For example, the dynamics model when the target task is pick and place will be explained. In this case, a general-purpose abstract model that does not specify the position and number of objects, the position of the area where the objects are placed, the number of robots 5 (or the number of robot arms 52), etc. is recorded in the dynamics model information I5. There is. Then, the abstract model generation unit 35 reflects the recognition result of the object by the abstract state setting unit 31 on the general-purpose model including the dynamics of the robot 5 recorded in the dynamics model information I5, thereby performing the dynamics. Generate a model. As a result, the abstract model Σ becomes a model in which the state of the object in the work space and the dynamics of the robot 5 are abstractly represented. In the case of pick and place, the state of the object in the work space indicates the position and number of the object, the position of the area where the object is placed, the number of robots 5, and the like.

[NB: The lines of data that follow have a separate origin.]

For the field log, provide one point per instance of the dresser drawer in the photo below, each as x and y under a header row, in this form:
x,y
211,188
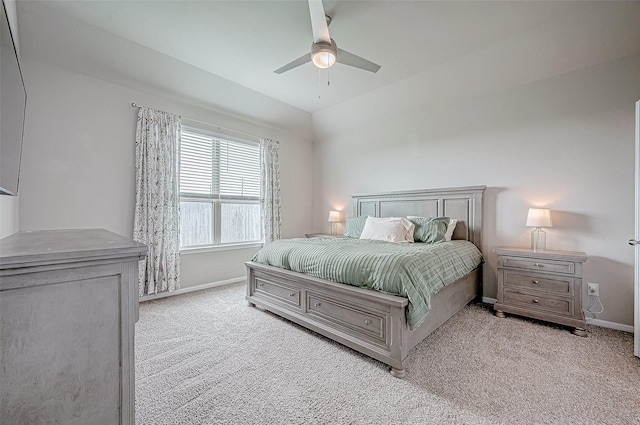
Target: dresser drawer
x,y
563,306
362,323
553,266
283,293
540,282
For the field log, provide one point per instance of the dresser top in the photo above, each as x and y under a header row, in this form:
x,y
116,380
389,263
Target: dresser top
x,y
39,247
545,254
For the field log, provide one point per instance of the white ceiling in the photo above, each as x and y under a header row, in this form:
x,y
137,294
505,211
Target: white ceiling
x,y
245,41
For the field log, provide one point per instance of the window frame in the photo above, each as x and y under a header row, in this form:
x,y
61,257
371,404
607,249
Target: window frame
x,y
217,201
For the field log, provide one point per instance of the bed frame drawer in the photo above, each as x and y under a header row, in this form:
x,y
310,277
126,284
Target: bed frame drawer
x,y
367,324
286,294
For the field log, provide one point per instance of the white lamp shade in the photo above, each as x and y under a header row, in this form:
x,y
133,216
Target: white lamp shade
x,y
324,59
334,217
539,217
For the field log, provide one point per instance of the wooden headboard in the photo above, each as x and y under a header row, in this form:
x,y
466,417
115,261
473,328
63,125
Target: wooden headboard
x,y
462,203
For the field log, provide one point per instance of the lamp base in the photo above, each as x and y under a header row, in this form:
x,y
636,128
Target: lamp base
x,y
538,240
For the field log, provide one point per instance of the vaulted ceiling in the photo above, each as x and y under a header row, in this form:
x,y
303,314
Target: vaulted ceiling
x,y
245,41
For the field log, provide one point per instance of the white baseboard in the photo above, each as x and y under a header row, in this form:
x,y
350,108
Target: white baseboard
x,y
192,289
594,322
611,325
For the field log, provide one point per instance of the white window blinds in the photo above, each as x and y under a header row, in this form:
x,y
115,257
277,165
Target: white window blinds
x,y
214,168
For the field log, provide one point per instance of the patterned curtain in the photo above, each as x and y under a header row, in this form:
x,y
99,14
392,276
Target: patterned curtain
x,y
270,189
157,222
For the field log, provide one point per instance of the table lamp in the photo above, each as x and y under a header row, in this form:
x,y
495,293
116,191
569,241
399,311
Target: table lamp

Here, when working on a target task that involves pick and place, the dynamics in the work space are frequently switched. For example, in the pick-and-place example shown in FIG. 5, when the robot arm 52 is grasping the object i, the object i can be moved, but the robot arm 52 is not grasping the object i. In that case, the object i cannot be moved.

In consideration of the above, in the present embodiment, in the case of pick and place, the operation of grasping the object i is abstractly expressed by the logical variable “δ _i ”. In this case, for example, the abstract model generation unit 35 can determine the dynamics model of the abstract model Σ to be set for the workspace in the pick-and-place example of FIG. 5 by the following equation (6).

Here, "u _j " indicates a control input for controlling the robot hand j ("j = 1" is the robot hand 53a, "j = 2" is the robot hand 53b), and "I" is an identity matrix. Indicated, "0" indicates an example of zero line. The control input here assumes speed as an example, but may be acceleration. Further, "δ _{j, i} " is a logical variable that is "1" when the robot hand j is grasping the object i and "0" in other cases. Further, "x _r1 " and "x _r2 " are the position vectors of the robot hand j (j = 1, 2), and "x ₁ " to "x ₄ " are the positions of the object i (i = 1 to 4). Shows a vector. Further, "h (x)" is a variable in which "h (x) ≥ 0" when the robot hand exists in the vicinity of the object to the extent that the object can be grasped, and is described below with the logical variable δ. Satisfy the relationship.
δ = 1 ⇔ h (x) ≧ 0
In this equation, when the robot hand exists in the vicinity of the object to the extent that the object can be grasped, it is considered that the robot hand is grasping the object, and the logical variable δ is set to 1.

Here, equation (6) is a difference equation showing the relationship between the state of the object at the time step k and the state of the object at the time step k + 1. In the above equation (6), the gripping state is represented by a logical variable that is a discrete value, and the movement of the object is represented by a continuous value, so that the equation (6) represents a hybrid system. ..

Further, in equation (6), only the dynamics of the robot hand, which is the hand of the robot 5 that actually grips the object, is considered, not the detailed dynamics of the entire robot 5. As a result, the amount of calculation for the optimization process by the control input generation unit 36 can be suitably reduced.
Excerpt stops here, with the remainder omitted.